Since StarTimes announced the price increase, the Minister of Information who has been citing the company as a reference point is yet to make any pronouncement against the move.

In a thread of tweets, a Twitter user with the handle @EughinoCortez warned that what Pay TV operator like DStv is offering Nigerians is wholesale and forcing the company to switch to PAYG which is retail would lead to a spike in the price of subscription.

“The cost of a Tomato when you buy a basket is different from the price when you buy just 3 pieces,” he wrote. “Wholesale Vs Retail. The DSTV price is the wholesale price. Pay-as-you-go will be expensive. SkyTV Daily Pass is £10 = N4880. So as you can see, SkyTV has a Daily Pass that lets you watch for ONE DAY, it costs £10. £10 is almost N5000 for One Day, DSTV Premium is N16, 200.”

He added that “So let’s say DSTV is nice and makes it available for N4000 daily, will you pay? This principle of higher price for small sales quantities is why a hotel room can cost 20k a night while the average MONTHLY (30days) cost of renting a flat could be 80k.”

Popular journalist and social commentator, David Hundeyin, while contributing to the ongoing debate on PPV, argued that if the model is adopted in the Nigerian market, operating incomes of Pay TV operators would almost certainly plunge as consumers use the extra disposable income on other discretionary expenditure. 

“This might on the surface look like it would benefit Nigerian consumers, but in the long run it would force Pay TV operators out of business and cost the Nigerian economy billions in lost productivity and investment. It would mean effectively sacrificing the strategic economic war to win an easy populist battle,” Hundeyin wrote in an article on his Medium page.

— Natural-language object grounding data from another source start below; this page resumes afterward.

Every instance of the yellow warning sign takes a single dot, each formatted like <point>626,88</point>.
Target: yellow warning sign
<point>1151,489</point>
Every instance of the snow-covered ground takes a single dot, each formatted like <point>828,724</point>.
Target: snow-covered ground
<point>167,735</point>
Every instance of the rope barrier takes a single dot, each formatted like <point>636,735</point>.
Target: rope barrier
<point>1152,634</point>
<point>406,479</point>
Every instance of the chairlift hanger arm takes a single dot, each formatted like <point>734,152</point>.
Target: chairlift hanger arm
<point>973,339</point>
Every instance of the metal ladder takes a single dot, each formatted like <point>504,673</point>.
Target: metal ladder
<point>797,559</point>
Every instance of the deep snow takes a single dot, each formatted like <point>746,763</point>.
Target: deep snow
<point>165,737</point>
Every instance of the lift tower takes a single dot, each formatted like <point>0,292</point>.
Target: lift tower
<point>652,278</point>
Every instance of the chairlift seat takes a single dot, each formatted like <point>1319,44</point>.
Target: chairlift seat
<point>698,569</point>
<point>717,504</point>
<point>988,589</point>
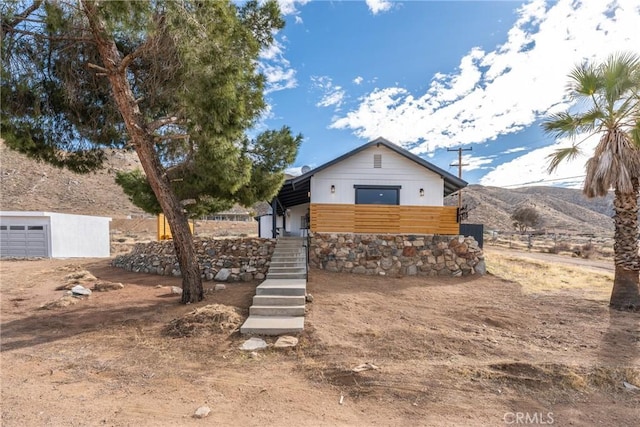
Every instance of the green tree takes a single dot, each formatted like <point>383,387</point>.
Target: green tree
<point>608,104</point>
<point>176,81</point>
<point>524,218</point>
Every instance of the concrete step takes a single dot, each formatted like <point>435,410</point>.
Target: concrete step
<point>283,275</point>
<point>288,258</point>
<point>289,252</point>
<point>289,264</point>
<point>270,325</point>
<point>276,269</point>
<point>276,310</point>
<point>286,300</point>
<point>291,287</point>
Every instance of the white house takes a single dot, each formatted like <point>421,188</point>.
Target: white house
<point>377,188</point>
<point>53,235</point>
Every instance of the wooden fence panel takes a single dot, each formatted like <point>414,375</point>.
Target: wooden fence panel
<point>384,219</point>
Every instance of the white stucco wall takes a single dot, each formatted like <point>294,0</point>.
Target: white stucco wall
<point>294,220</point>
<point>396,170</point>
<point>79,236</point>
<point>70,236</point>
<point>266,226</point>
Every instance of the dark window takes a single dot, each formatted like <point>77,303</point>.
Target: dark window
<point>377,195</point>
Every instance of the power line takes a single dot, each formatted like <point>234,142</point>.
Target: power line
<point>542,181</point>
<point>460,150</point>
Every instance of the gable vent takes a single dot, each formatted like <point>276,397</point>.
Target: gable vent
<point>377,160</point>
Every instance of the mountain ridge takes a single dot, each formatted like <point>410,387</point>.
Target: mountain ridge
<point>28,185</point>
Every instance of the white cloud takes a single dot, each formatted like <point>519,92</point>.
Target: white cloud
<point>531,168</point>
<point>288,7</point>
<point>276,68</point>
<point>332,95</point>
<point>470,162</point>
<point>504,90</point>
<point>377,6</point>
<point>514,150</point>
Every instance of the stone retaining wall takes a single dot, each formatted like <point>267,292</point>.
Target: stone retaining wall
<point>225,260</point>
<point>396,255</point>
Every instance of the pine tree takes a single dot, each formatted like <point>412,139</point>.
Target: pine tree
<point>175,81</point>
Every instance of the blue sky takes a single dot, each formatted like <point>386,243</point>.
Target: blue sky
<point>437,75</point>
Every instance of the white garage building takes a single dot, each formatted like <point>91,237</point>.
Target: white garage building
<point>53,235</point>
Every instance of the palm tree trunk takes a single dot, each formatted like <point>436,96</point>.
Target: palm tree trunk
<point>142,141</point>
<point>626,287</point>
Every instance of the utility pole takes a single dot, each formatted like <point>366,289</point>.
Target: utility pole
<point>459,164</point>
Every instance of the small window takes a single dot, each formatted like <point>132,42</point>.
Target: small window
<point>377,161</point>
<point>377,195</point>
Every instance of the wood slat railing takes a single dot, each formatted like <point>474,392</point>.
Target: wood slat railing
<point>383,219</point>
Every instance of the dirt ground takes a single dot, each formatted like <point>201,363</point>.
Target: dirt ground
<point>450,352</point>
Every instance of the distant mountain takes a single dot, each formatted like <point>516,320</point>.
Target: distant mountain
<point>562,210</point>
<point>27,185</point>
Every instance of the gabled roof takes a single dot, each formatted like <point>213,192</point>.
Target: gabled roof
<point>451,182</point>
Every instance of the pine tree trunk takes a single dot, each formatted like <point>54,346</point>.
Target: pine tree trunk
<point>626,287</point>
<point>142,141</point>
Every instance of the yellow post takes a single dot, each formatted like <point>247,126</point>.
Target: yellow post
<point>164,231</point>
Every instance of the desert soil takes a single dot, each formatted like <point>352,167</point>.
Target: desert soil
<point>450,352</point>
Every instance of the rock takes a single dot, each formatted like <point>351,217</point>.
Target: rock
<point>286,341</point>
<point>80,290</point>
<point>77,277</point>
<point>65,301</point>
<point>481,268</point>
<point>101,286</point>
<point>365,367</point>
<point>254,344</point>
<point>202,412</point>
<point>223,274</point>
<point>629,386</point>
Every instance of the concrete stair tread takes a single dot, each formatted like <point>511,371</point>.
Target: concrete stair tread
<point>280,300</point>
<point>278,306</point>
<point>286,275</point>
<point>278,287</point>
<point>276,310</point>
<point>272,325</point>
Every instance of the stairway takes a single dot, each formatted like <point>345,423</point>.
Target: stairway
<point>278,306</point>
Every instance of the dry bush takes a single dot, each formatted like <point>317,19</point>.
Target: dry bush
<point>559,247</point>
<point>207,320</point>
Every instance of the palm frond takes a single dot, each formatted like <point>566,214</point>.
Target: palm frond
<point>567,124</point>
<point>634,134</point>
<point>619,75</point>
<point>584,81</point>
<point>560,155</point>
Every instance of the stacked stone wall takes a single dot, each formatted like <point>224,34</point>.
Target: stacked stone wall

From the comparisons with what is obtainable in other nations like the US and UK that are Tier 1 economies (high income nations), it is evident that the PPV model does not fit into the Nigerian market which is a Tier 3 economy where consumers rationale bulk of their income on food and consumables.

Except the aim of the government and those advocating for the implementation of PPV  is to cripple businesses, send investors out of the country and render thousands of Nigerians working in the industry jobless, it is not a good option for our nascent economy.

We may consider the PPV conversation when Nigeria moves into the league of Tier 1 economies, but for now it is immature to do so. We may not be able to say how long it will take to make the move because that is where the government needs to channel its focus and energy.